The Politics of Food: The More Things Stay the Same, the More They Change

Eric Holt-Giménez | 06.05.2017

After four decades of working to end the injustices that cause hunger, the tide is finally turning. As the nation’s first think tank on food, Food First is both hopeful and humbled by the growing wave of public concern on food issues and by the rise of exciting social movements for food justice, food sovereignty, and food democracy.

When Diet for a Small Planet by Frances Moore Lappé came out in 1971 it was revolutionary. Lappé laid out the evidence that contradicted the expert wisdom on hunger and scarcity:

  • There is 1 ½ times more than enough food to feed everyone on the Earth,
  • hunger is due to poverty, not scarcity,
  • and the way the developed world produces and consumes food is damaging the planet.

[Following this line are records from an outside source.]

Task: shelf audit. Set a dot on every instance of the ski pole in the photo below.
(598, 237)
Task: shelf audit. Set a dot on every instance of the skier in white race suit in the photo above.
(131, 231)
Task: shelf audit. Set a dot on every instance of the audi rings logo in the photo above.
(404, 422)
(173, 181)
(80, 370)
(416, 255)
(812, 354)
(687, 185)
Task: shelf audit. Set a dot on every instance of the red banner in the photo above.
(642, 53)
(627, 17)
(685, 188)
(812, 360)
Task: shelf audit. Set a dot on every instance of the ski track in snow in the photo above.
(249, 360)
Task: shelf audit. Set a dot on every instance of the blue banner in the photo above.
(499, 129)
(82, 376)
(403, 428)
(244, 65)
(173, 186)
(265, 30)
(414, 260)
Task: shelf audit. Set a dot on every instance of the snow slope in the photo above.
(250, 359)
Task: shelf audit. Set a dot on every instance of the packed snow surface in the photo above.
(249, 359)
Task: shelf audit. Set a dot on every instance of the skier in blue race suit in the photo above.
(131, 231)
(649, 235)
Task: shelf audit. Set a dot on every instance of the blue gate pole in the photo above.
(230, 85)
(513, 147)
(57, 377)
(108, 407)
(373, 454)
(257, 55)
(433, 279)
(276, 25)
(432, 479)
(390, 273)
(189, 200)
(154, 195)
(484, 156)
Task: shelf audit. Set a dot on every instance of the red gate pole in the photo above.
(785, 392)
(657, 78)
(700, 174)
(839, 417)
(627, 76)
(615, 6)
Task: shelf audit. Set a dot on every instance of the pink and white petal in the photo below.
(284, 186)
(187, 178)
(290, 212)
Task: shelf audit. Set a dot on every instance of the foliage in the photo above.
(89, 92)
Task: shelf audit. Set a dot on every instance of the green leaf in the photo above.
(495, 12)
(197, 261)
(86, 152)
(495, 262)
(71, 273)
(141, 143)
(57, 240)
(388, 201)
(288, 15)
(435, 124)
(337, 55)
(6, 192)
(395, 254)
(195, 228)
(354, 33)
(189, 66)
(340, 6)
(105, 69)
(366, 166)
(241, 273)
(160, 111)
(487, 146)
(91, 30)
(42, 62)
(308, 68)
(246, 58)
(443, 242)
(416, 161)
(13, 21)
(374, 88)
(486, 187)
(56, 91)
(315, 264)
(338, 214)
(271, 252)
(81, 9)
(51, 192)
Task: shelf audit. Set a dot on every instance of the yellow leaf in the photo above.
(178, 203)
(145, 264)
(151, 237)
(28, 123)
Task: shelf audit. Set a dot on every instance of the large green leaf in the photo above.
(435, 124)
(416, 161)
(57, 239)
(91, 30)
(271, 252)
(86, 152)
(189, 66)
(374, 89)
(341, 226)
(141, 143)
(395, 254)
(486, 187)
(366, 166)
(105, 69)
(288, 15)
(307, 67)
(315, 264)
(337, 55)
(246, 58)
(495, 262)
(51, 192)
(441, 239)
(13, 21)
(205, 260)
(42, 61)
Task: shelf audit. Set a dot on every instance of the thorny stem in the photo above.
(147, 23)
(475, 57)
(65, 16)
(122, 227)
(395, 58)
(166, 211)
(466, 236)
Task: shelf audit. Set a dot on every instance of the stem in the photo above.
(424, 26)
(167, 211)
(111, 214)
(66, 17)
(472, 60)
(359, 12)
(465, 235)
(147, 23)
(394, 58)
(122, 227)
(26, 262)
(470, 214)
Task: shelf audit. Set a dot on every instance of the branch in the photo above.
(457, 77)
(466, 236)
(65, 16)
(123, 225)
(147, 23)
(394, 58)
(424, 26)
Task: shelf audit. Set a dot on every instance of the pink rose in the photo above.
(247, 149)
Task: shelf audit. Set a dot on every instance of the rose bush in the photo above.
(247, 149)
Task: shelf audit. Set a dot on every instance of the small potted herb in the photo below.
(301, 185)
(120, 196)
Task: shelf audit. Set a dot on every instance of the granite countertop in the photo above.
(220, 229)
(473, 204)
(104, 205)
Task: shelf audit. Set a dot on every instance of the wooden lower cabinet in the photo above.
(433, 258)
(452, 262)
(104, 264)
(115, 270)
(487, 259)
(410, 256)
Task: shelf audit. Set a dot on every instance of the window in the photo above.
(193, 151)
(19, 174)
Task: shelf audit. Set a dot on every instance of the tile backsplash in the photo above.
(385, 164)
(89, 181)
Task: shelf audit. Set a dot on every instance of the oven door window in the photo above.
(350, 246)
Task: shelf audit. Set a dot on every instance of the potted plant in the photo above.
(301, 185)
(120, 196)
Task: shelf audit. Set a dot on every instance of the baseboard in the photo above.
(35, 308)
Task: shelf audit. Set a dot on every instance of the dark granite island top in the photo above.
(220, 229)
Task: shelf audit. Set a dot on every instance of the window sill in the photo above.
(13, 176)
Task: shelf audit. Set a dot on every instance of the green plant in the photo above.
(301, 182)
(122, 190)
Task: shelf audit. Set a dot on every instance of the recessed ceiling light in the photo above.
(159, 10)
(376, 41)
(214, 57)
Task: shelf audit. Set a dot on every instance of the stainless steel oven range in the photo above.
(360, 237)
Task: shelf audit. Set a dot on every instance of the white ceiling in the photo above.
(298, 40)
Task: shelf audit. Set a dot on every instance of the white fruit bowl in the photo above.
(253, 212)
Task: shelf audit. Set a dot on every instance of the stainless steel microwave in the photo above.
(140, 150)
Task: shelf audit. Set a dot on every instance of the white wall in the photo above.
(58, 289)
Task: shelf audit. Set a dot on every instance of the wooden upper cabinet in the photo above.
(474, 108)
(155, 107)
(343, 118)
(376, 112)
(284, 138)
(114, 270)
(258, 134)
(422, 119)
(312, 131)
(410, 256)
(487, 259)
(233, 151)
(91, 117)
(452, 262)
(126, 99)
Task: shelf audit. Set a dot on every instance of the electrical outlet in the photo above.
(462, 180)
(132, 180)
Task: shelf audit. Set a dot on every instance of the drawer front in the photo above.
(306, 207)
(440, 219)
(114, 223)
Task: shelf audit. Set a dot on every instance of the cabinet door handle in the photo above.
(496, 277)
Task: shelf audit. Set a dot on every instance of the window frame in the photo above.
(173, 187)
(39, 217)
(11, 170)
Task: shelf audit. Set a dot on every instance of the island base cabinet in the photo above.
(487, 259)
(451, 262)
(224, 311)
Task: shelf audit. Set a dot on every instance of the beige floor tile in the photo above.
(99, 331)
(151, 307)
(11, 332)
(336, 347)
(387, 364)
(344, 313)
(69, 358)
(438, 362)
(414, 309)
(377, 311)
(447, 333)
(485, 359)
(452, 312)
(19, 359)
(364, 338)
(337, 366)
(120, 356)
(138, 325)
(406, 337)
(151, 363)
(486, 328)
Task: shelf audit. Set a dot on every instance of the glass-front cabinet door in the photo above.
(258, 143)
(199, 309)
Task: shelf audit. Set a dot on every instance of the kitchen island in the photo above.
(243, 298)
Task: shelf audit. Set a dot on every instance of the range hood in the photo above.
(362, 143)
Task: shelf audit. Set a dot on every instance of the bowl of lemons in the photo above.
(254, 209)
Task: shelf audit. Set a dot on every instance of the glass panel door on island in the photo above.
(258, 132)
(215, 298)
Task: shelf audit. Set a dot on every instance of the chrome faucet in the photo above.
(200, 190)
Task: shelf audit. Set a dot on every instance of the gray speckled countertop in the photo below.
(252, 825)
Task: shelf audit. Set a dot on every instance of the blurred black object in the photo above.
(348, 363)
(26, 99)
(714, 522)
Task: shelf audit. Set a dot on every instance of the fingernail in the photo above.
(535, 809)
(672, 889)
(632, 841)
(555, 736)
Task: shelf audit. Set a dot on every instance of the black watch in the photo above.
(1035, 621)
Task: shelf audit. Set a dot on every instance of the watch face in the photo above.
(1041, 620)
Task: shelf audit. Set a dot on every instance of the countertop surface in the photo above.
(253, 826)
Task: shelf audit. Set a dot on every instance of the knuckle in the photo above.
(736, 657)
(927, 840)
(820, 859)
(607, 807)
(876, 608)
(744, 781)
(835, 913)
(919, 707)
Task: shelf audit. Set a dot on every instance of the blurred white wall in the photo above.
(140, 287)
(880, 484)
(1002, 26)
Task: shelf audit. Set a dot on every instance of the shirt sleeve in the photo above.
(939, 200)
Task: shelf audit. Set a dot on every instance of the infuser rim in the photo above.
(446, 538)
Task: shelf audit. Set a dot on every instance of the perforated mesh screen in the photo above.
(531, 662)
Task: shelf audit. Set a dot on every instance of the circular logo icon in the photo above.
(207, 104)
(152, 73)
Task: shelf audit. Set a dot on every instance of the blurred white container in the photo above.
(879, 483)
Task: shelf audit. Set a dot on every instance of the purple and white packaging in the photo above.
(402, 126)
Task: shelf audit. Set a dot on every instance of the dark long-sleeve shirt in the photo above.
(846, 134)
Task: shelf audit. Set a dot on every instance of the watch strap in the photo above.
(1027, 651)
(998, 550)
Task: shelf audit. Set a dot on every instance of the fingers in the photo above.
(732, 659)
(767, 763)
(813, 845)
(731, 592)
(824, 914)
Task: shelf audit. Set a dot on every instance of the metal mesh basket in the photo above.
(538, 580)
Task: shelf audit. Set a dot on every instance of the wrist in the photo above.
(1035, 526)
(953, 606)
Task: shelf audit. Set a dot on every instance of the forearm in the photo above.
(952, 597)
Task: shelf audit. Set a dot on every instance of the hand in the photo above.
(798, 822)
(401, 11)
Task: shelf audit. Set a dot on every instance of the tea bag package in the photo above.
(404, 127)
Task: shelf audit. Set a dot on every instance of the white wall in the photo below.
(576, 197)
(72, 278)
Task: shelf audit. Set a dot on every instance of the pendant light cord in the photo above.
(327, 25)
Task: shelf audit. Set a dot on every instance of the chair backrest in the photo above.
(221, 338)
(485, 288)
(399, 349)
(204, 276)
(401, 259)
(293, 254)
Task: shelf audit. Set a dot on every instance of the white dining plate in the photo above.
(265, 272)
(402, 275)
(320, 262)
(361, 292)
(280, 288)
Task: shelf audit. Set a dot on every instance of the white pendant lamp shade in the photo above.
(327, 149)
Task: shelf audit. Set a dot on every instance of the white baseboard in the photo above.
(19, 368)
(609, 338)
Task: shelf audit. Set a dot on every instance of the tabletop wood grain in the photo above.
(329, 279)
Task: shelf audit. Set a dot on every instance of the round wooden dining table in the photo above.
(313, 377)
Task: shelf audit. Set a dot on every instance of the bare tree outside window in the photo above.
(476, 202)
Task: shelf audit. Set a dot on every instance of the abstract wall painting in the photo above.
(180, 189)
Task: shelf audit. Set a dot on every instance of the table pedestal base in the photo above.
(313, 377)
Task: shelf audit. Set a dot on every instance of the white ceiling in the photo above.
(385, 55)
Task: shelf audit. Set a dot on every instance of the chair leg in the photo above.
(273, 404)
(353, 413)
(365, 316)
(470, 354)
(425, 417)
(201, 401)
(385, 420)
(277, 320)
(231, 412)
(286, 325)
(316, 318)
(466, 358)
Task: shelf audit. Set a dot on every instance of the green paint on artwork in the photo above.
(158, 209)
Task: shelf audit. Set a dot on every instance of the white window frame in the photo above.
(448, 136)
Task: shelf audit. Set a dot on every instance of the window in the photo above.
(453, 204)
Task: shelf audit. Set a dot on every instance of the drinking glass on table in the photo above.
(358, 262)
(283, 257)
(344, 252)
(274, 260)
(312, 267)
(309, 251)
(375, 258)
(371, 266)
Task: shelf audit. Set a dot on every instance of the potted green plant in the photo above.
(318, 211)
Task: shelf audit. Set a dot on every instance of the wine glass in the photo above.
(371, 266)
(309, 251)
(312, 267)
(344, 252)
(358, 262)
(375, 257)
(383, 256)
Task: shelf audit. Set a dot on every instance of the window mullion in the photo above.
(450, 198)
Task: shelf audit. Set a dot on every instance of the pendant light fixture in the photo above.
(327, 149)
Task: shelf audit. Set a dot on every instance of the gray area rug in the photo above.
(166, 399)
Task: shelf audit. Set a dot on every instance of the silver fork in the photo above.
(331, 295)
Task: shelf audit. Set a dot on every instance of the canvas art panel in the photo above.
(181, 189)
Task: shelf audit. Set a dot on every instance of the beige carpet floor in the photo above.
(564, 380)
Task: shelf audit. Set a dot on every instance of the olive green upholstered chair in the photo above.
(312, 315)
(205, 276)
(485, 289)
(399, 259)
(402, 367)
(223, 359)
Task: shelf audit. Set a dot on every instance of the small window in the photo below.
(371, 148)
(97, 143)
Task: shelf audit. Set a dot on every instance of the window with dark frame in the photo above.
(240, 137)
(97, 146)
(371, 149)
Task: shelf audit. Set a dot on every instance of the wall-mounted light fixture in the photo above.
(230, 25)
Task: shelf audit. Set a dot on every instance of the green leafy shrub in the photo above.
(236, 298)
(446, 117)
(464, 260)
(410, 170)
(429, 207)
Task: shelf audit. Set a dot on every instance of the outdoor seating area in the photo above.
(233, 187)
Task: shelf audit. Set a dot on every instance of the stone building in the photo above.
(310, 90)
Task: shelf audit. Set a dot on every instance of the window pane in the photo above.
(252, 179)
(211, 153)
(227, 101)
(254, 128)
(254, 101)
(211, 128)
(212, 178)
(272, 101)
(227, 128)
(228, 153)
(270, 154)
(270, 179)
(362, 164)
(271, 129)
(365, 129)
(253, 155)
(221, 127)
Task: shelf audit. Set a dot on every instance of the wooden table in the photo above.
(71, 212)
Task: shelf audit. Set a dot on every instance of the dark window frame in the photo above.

Lappé’s book became a bestseller, though that didn’t immediately change the way people went about addressing world hunger. So, Lappé and her colleague, Joseph Collins, wrote another book called Food First: Beyond the Myth of Scarcity (1974) and founded The Institute of Food and Development Policy, popularly known as Food First,. Then they published World Hunger: Twelve Myths. Food First challenged the mainstream notions of scarcity, overpopulation, the Green Revolution, and free trade, among other “myths” commonly associated with hunger.

Hunger is not a myth, they argued, but how we have learned to understand and combat hunger is based on myths.

Food First has gone on to publish over 50 books and hundreds of reports, articles, and papers. We’ve also become a training ground for thought leaders that went on to found many other vital organizations like Pesticide Action Network, Neighbor to Neighbor, Global Exchange, Center for Living Democracy, Focus on the Global South, Korea Policy Institute, Land Research Action Network, Oakland Institute, and the Oakland Food Policy Council. All of these initiatives challenge the status quo and work for healthy, equitable food systems.

Astoundingly, what Frances Moore Lappé wrote back in 1971 is still true today: the world produces 1 ½ times more than enough food to feed everyone—enough to feed 10 billion people, the expected limit of global population growth in 2050. Further, the corporate food system contributes up to 1/3 of the world’s greenhouse gases, making industrial agriculture one of the main forces behind climate change.

To those just getting involved in the new “food movement,” it may seem that we are not making much progress on ending hunger or environmental destruction.

Stay in the loop with Food First!

Get our independent analysis, research, and other publications you care about to your inbox for free!

Sign up today!

But let’s think again. The understanding that poverty—not scarcity—is at the root cause of hunger, has been accepted at the United Nations’ office on The Right to Food; the global movement for Food Sovereignty has hundreds of millions of supporters challenging the destructiveness and inequity of the dominant food system and calling for a more democratic and sustainable approach to food; hundreds upon hundreds of community organizations in the U.S. food justice movement are demanding good, clean, fair food; and, they are growing it, taking back control over their community food security.

In reality, the paradigm about food, hunger, and the environment has shifted. It has changed from one of fear and scarcity to one of participation, fairness, and sustainability. People are not only thinking and talking in new ways about the issues—they are informed, active, and engaged as never before.

Food First has been a part of this growing movement from the very beginning. Our steadfast commitment to ending the injustices that cause hunger by changing the way people think has paid off. As a member-supported organization, we have been able to speak truth to power without worrying about financial or economic retaliation. This has kept us shoulder to shoulder with the farmers, activists, and community leaders on the front lines of systems change.

We’re still at it. Our latest two books “Fertile Ground: Scaling Agroecology from the Ground Up,” and “Land Justice: Re-imagining land, food and the commons in the United States,” are powerful anthologies from the communities in the U.S. and around the world that are transforming our food systems, and our societies.

Right-wing foundations in the United States lavish money on their think tanks in an effort to create an ideological consensus of corporate dominance, climate denial and the privatization of everything (progressive foundations tend to fund projects that clean up the right wing’s mess). It is heartening to know that Food First, “a people’s think tank” supported by the grassroots has been able to change these narratives.

Together, we are fighting for sustainability, equity, and human decency. We refuse to succumb to the cynicism of “the more things change, the more they remain the same.” In our 41 years of engagement with the politics of food, the more things try to remain the same—thanks to informed activism—the more they change.